Chen et al. investigated meiotic segregation behaviour in spermatozoa from six males with Robertsonian translocations (t(13;14), t(14;22), t(13;21)) by FISH [23]. Furtheron, they studied chromosome 18, X and Y. They found a higher aneuploidy frequency for sex chromosomes in three patients and increased rates of diploidy in two t(13;14) carriers. Anton et al. also analysed the segregation of chromosomes 13 and 14 in 7 male t(13;14) carriers as well as chromosomes 18, 21, 22, X and Y [13]. They report a significant increase in the disomy rates for the sex chromosomes in two carriers and considered these findings correlated with an ICE.

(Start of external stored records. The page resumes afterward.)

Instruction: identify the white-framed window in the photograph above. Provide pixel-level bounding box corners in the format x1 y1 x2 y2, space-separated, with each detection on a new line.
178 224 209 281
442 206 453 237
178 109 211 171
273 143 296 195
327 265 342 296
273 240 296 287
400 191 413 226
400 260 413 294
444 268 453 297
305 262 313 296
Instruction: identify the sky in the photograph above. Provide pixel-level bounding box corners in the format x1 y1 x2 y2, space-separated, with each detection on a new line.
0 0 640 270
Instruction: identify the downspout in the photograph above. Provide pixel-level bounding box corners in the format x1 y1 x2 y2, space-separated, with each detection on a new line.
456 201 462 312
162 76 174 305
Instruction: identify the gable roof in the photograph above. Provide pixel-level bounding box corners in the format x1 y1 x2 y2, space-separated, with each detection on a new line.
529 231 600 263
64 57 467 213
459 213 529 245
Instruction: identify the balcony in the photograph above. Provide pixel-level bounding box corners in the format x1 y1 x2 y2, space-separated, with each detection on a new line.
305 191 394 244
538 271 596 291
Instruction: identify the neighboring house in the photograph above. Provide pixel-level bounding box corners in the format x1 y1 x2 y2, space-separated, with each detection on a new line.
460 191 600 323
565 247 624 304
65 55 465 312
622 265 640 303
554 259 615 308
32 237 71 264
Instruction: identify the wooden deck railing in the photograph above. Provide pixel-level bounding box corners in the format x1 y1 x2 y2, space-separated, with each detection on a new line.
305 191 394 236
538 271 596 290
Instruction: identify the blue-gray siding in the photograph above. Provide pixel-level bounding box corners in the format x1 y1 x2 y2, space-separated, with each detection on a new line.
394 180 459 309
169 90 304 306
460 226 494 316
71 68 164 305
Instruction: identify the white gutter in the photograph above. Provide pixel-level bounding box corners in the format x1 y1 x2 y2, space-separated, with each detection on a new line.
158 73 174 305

However all previous studies investigated only a limited set of chromosomes. Most studies included only chromosomes 21, X and Y [13]. Less frequently, disomy of chromosomes 13 and 18 have been investigated. Some authors have also looked for aneuploidy of other chromosomal pairs, such as pairs 1, 4, 9, and 22. Others investigated chromosomes 7, 9, 13, 18, 21, X and Y in transolcation carriers [2]. Overall, only 10 or less individuals were analysed for chromosomes 3, 11 and 20. Moreover, there is no data available so far for chromosomes 5 and 19.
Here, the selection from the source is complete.